Linux-Befehle, ein Texteditior, ein Dateimanager, ein E-Mail-Client - das alles
gibt es schon auf der Dreambox. Die auf den PC übertragenen Dateien werden
einfach umbenannt oder mit einem der zahllosen Videobearbeitungsprogramme
bearbeitet.
Die neue DM 8000 ist HDTV-fähig.

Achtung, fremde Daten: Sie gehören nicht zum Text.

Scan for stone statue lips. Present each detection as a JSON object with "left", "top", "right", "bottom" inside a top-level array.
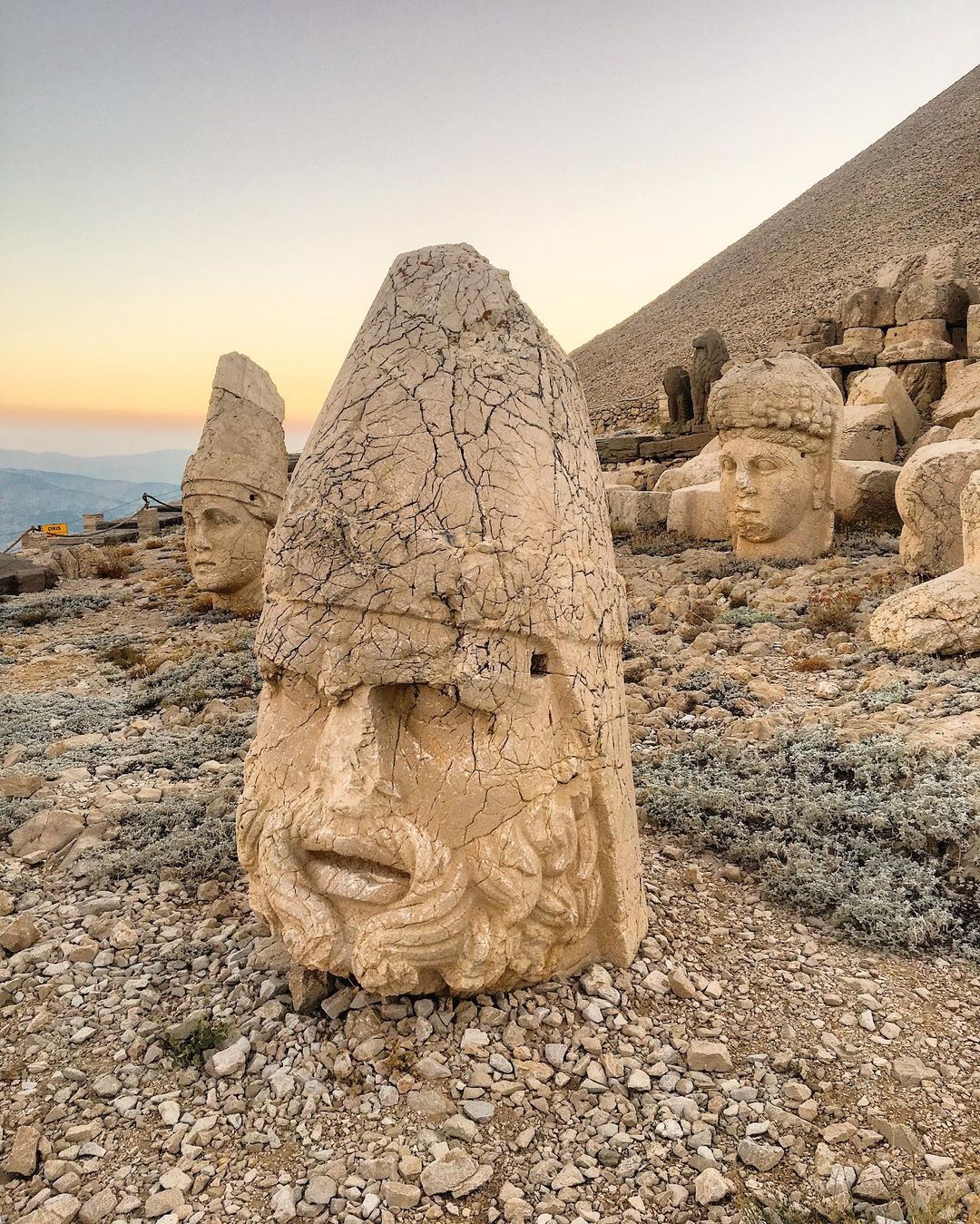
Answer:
[{"left": 298, "top": 828, "right": 411, "bottom": 906}]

Zu den Eigenschaften gehören zwei
CI-Einschubfächer, zwei DVB-S2-Tuner (MPEG-4) plus zwei weitere Steckplätze für
Twin-Tuner, die je nach Empfangsart (Satellit, Antenne, Kabel) per Plug & Play
frei wählbar sind. Zusätzlich besitzt die Box einen Kartenleser für CF- und
SD-Karten. Neben zwei Scart-Buchsen, einem S-Video-Ausgang sowie einem HDMI- und
YUV-Anschluss (bis 1080i) zieren zwei USB-Schnittstellen die Rückseite der
Linux-Box. Eine weitere USB-Schnittstelle befindet sich an der Front.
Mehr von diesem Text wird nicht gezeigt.